3. Genomics and proteomics of human disease. We used proteomics-based technologies for the diagnostics and for the discovery of targets for treatment and prevention of human diseases. Our studies of proteomes of blood vessel cells helped to establish new signaling pathways for arterial vasculature (Circ Res 2002 91:915; FASEB J 2004 18:705) whereas functional proteomic study of the fat tissue defined a new major adipocyte lipase (J Biol Chem 2004 279:40683). We have compared proteomes of apical plasma membranes purified from proliferating human colorectal adenocarcinoma cells with those of the cells that spontaneously underwent an enterocytic differentiation which defined differential expression of more than 130 proteins and contributed to the understanding of the complexity of changes occurring during the differentiation of intestinal cells (Proteomics 2007 7:2201).

4. Development of new proteomic technology. We have developed a new technology for quantification of proteins in a proteome (#PCT/CA2004/001427). This method based on peptide labelling with stable isotopes provides an effective and accurate quantification of proteins and is also useful for the analysis of their post-translational modifications, as well as for the study of protein-protein interactions (Rapid Commun Mass Spect 2007 21:2671).

Click here for PubMed listing


Research Interests

Current projects in the laboratory fall into four major areas:

1. Role of protein sialylation and sialidases/neuraminidases.

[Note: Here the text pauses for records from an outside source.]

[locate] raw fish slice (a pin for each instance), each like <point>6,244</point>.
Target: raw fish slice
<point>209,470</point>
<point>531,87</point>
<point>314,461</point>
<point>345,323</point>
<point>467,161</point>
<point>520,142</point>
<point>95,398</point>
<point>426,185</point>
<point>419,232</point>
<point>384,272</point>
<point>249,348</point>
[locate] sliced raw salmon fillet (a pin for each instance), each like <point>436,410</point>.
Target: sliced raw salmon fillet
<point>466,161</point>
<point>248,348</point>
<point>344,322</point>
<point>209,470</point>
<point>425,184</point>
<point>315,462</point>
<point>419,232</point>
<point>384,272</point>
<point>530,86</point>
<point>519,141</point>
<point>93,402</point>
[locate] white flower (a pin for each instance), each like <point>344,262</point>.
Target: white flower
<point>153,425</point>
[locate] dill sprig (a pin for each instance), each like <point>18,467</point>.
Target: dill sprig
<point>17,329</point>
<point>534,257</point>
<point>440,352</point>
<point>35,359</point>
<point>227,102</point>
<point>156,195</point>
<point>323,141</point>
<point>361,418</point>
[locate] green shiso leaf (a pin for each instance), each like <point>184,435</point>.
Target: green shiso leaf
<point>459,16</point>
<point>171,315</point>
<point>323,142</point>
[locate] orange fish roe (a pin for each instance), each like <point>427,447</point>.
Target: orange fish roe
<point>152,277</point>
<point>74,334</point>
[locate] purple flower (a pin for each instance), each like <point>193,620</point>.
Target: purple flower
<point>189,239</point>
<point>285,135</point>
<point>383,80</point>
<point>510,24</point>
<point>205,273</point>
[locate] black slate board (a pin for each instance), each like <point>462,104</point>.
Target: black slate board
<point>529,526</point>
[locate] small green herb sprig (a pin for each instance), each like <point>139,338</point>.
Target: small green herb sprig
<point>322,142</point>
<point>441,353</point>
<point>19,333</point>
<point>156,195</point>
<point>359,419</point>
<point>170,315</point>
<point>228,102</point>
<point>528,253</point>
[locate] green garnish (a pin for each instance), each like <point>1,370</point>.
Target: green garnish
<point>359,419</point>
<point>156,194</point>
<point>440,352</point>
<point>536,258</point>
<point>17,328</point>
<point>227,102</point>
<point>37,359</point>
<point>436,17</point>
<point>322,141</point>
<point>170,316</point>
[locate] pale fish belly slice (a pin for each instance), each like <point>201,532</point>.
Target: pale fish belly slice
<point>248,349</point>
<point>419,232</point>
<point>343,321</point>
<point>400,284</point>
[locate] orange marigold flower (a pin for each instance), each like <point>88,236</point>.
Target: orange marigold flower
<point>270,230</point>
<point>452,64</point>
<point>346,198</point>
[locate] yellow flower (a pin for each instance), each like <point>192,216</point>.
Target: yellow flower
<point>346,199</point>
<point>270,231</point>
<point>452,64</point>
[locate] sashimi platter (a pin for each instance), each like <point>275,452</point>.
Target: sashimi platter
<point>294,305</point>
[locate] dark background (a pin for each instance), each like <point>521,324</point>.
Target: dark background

We are trying to understand the role played by glycan chains containing a specific sugar, sialic (acetyl-neuraminic) acid in cell and protein recognition and regulation of metabolism and signaling. In particular we study genetically targeted mice with knock-out enzymes sialidases that remove sialic acid from the surface of proteins and lipids.

2. Molecular basis of lysosomal storage disorders. We study inherited metabolic disorders called lysosomal disorders characterized by accumulation of macromolecules in the lysosome. We cloned the genes mutated in lysosomal disorders sialidosis and mucopolysaccharidosis IIIC and study the biochemical effects of genetic mutations identified in patients.

3. Comparative proteomics and phosphoproteomics. We use a proteomics-based technology for the diagnostics and for the discovery of targets for treatment and prevention of human diseases, including type 2 diabetes mellitus. We also develop new technologies for quantification of proteins and phosphoproteins in a proteome.

4. Role of lysosomal cathepsins in regulation of vasoconstriction and elastogenesis. Using genetically targeted mice depleted from lysosomal peptidases (cathepsins) we study the role of these enzymes in catabolism of vasoactive and mitogenic peptides: endothelin 1 and angiotensis that play important role in hemodynamic functions, adaptation of vascular wall and remodelling of arteries after chemical and mechanical injuries.